Os critérios principais são: assinatura STIR/SHAKEN válida no tronco de origem, com header Identity presente e verificado; suporte nativo a RCD pela operadora de destino; e integridade da cadeia de sinalização SIP. A falha em qualquer um desses elos derruba o selo, mesmo que os demais estejam corretos.
Qual a diferença entre operadora que exibe chamada verificada e outra que não exibe?
A diferença está na cadeia de sinalização SIP, não no terminal do usuário. A operadora que exibe recebeu e validou o header Identity com assinatura STIR/SHAKEN. A que não exibe provavelmente aplicou filtro anti-spam antes de repassar a autenticação, descartou a chamada ou recebeu sinal sem a assinatura de origem.
Qual o custo de corrigir o problema de operadora não exibe chamada verificada?

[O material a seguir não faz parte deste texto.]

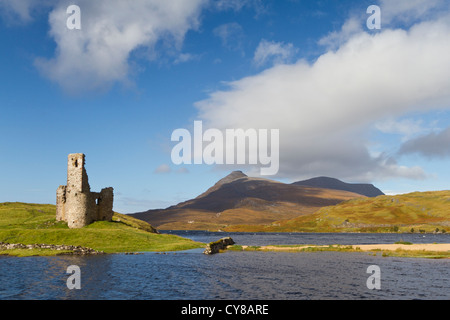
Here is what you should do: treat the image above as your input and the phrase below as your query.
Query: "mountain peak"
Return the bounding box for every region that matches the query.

O custo não está no artigo, mas a correção envolve configurar autenticação STIR/SHAKEN no SBC de origem e garantir propagação correta do header Identity. Isso pode exigir investimento em infraestrutura de sinalização e adequação regulatória, mas o artigo não detalha valores específicos.
Como implementar autenticação para evitar que operadora não exiba chamada verificada?
Autentique todos os troncos SIP com STIR/SHAKEN antes do primeiro salto, aplicando a assinatura do header Identity na origem. Se qualquer tronco secundário encaminhar chamadas sem essa assinatura, a operadora de destino não exibirá a marca. A implementação exige configurar o SBC de origem corretamente.
Qual o papel do SBC e do STIR/SHAKEN quando operadora não exibe chamada verificada?
O SBC de origem é responsável por inserir o header Identity com token assinado via STIR/SHAKEN. Se o SBC não assina ou remove a autenticação, a operadora de destino não valida a origem e pode descartar a chamada. O papel do SBC é garantir a integridade do header em toda a cadeia SIP.